The deconstruction of marriage

In this article, A Marriage Form Will Just Be Icing On Our Cake – washingtonpost.com, a lesbian woman in California talks about getting married to her partner. In doing so, she gives an excellent explanation of why the institution of marriage is, literally, coming apart:

Over the last 10 years or so, as the country has been talking about same-sex marriage, and as my relationship with Ellen has evolved, I’ve come around to the idea that marriage isn’t one institution. Marriage is one word we use to describe a whole suite of institutions. Marriage is about money and property, love and religion, procreation and companionship. For most of history, nobody thought to distinguish between all of those different parts of marriage, because a wedding was the moment when a couple came together in all those ways. The day the priest blessed a couple, they became a single legal entity.

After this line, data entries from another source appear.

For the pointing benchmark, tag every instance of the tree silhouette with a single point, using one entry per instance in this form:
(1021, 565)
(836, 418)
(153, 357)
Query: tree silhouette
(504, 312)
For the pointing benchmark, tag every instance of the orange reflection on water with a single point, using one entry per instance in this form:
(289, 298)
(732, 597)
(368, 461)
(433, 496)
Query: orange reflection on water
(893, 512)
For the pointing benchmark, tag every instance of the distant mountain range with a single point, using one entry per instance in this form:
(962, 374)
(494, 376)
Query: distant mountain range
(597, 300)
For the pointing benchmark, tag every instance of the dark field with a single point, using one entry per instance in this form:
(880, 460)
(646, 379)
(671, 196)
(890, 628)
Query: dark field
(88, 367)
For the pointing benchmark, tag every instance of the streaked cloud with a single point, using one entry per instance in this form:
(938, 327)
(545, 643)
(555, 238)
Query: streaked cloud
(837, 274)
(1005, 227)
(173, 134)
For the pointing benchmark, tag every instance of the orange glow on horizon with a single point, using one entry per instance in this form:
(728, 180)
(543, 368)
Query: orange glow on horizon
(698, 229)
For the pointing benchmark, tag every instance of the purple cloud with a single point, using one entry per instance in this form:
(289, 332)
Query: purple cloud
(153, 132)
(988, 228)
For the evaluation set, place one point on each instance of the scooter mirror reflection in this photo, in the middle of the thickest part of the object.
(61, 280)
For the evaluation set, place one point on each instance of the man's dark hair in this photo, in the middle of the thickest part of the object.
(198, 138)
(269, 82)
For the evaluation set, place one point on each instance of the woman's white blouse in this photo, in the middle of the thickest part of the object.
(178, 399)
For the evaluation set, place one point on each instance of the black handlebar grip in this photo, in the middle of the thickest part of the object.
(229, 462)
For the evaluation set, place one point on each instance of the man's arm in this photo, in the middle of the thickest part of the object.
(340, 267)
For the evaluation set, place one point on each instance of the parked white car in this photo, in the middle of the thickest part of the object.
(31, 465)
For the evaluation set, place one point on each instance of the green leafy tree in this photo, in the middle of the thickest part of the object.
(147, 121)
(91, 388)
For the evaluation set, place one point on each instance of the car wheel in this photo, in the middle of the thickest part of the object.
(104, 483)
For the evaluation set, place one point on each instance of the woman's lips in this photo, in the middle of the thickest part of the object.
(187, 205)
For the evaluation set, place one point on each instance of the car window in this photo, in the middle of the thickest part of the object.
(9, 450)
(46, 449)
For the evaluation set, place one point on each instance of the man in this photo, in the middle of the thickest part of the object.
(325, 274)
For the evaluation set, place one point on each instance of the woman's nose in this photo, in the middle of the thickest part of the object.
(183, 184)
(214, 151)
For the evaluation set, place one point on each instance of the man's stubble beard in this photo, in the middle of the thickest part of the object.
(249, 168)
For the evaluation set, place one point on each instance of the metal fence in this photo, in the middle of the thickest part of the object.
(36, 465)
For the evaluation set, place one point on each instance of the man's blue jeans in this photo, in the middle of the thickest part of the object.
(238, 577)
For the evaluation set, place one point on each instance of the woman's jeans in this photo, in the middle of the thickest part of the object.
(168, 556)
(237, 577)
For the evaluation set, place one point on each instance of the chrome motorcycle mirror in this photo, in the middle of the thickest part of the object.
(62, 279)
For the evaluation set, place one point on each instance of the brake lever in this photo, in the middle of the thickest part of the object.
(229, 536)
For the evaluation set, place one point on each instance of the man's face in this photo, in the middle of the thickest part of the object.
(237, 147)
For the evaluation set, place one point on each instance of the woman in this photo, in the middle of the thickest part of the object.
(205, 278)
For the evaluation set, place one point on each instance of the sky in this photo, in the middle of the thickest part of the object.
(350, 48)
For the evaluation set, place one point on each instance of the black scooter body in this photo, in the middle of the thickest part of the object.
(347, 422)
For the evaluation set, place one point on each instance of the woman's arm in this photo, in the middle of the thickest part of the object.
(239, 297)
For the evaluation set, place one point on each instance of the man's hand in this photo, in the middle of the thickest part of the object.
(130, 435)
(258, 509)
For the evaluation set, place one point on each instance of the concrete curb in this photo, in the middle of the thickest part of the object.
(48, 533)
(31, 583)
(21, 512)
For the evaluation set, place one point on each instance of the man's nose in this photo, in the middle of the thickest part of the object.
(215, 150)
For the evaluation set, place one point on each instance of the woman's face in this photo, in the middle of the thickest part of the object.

That day, they moved into a new house together and had sex for the first time. The myriad distinct ways two people can put their lives together were rolled up in a single event.

In the past several decades, that has changed, for both straight and gay people. Couples routinely live together and have sex before marriage. Babies are born to unmarried women, mostly without scandal. Couples might buy a house together but keep separate bank accounts. A wedding, gay or straight, is not necessarily a moment of great transition so much as it is a simple marker of a years-long process.

I can’t pretend to speak for the people who are against gay marriage, but I think this is part of what they mean when they say that gay marriage will unravel the whole institution. Our national conversation about gay marriage has already shown how the different elements of marriage — legal, religious, romantic, economic, civil, procreative — have become independent. Any couple can decide to be romantic and economic partners, living together because they are in love, without a church wedding and without ever having children. We have friends, a straight couple, who have two children and a joint mortgage but are not legally married. Now, adults have the prerogative to mix and match the various things that make a marriage in whatever way they choose. It’s just that when gay people do it, it’s more obvious that “marriage” has already been deconstructed.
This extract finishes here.